Also saw this in the logs, not sure what I was doing at the time, but:

2022-10-11T04:23:59.481304+0000 mgr.ceph03.haayqy (mgr.5537070) 1331 : cephadm [ERR] check-host failed for '192.168.10.210'
Traceback (most recent call last):
  File "/usr/share/ceph/mgr/cephadm/module.py", line 1042, in check_host
    error_ok=True, no_fsid=True))
  File "/usr/share/ceph/mgr/cephadm/module.py", line 590, in wait_async
    return self.event_loop.get_result(coro)
  File "/usr/share/ceph/mgr/cephadm/ssh.py", line 48, in get_result
    return asyncio.run_coroutine_threadsafe(coro, self._loop).result()
  File "/lib64/python3.6/concurrent/futures/_base.py", line 432, in result
    return self.__get_result()
  File "/lib64/python3.6/concurrent/futures/_base.py", line 384, in __get_result
    raise self._exception
  File "/usr/share/ceph/mgr/cephadm/serve.py", line 1273, in _run_cephadm
    await self.mgr.ssh._remote_connection(host, addr)
  File "/usr/share/ceph/mgr/cephadm/ssh.py", line 66, in _remote_connection
    raise OrchestratorError("host address is empty")
orchestrator._interface.OrchestratorError: host address is empty

#5 Updated by Brian Woods 4 months ago

Oh, by all combinations, I mean I created DNS entries for all hosts, not just ceph02.

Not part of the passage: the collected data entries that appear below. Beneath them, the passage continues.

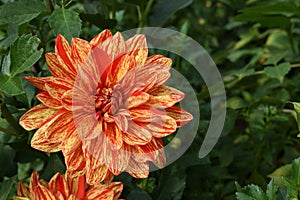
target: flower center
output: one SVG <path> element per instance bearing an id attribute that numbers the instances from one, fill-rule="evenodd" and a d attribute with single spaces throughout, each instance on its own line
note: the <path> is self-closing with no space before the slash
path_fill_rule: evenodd
<path id="1" fill-rule="evenodd" d="M 117 88 L 98 88 L 94 96 L 98 121 L 114 122 L 114 115 L 122 104 L 122 93 Z"/>
<path id="2" fill-rule="evenodd" d="M 102 117 L 110 115 L 110 108 L 112 104 L 112 89 L 98 88 L 95 94 L 95 110 L 98 120 Z"/>

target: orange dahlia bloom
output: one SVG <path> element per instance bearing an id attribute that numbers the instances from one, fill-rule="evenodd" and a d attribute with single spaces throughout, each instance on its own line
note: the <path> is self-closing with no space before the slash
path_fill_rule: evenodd
<path id="1" fill-rule="evenodd" d="M 71 178 L 59 173 L 48 183 L 39 180 L 38 173 L 33 172 L 29 186 L 18 184 L 18 196 L 13 197 L 13 200 L 116 200 L 122 190 L 123 185 L 120 182 L 89 186 L 84 176 Z"/>
<path id="2" fill-rule="evenodd" d="M 144 35 L 124 40 L 105 30 L 90 42 L 59 35 L 47 53 L 51 77 L 25 77 L 39 88 L 41 104 L 20 124 L 37 129 L 31 146 L 62 150 L 70 175 L 94 184 L 123 171 L 146 178 L 149 162 L 163 167 L 162 138 L 192 115 L 174 105 L 184 93 L 165 86 L 172 61 L 148 57 Z"/>

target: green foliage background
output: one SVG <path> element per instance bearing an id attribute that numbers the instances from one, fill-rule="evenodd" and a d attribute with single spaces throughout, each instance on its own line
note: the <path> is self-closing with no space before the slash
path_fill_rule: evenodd
<path id="1" fill-rule="evenodd" d="M 197 92 L 197 137 L 175 163 L 147 179 L 127 174 L 130 199 L 300 199 L 300 0 L 0 0 L 0 199 L 16 194 L 33 170 L 49 180 L 64 172 L 61 153 L 30 147 L 34 131 L 18 118 L 38 102 L 25 75 L 48 76 L 44 53 L 62 33 L 90 40 L 144 26 L 174 29 L 198 41 L 221 71 L 226 124 L 214 150 L 197 157 L 210 119 L 200 75 L 184 59 L 174 65 Z"/>

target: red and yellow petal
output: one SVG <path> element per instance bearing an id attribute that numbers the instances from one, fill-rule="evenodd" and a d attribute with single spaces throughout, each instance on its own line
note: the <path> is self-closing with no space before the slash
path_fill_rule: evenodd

#6 Updated by Adam King 4 months ago

alright, looking back at the original traceback

Traceback (most recent call last):
  File "/usr/share/ceph/mgr/cephadm/module.py", line 1042, in check_host
    error_ok=True, no_fsid=True))

that particular check_host function is the one that is called when directly running "ceph cephadm check-host". I hadn't read carefully earlier and confused that for _check_host elsewhere that get called internally.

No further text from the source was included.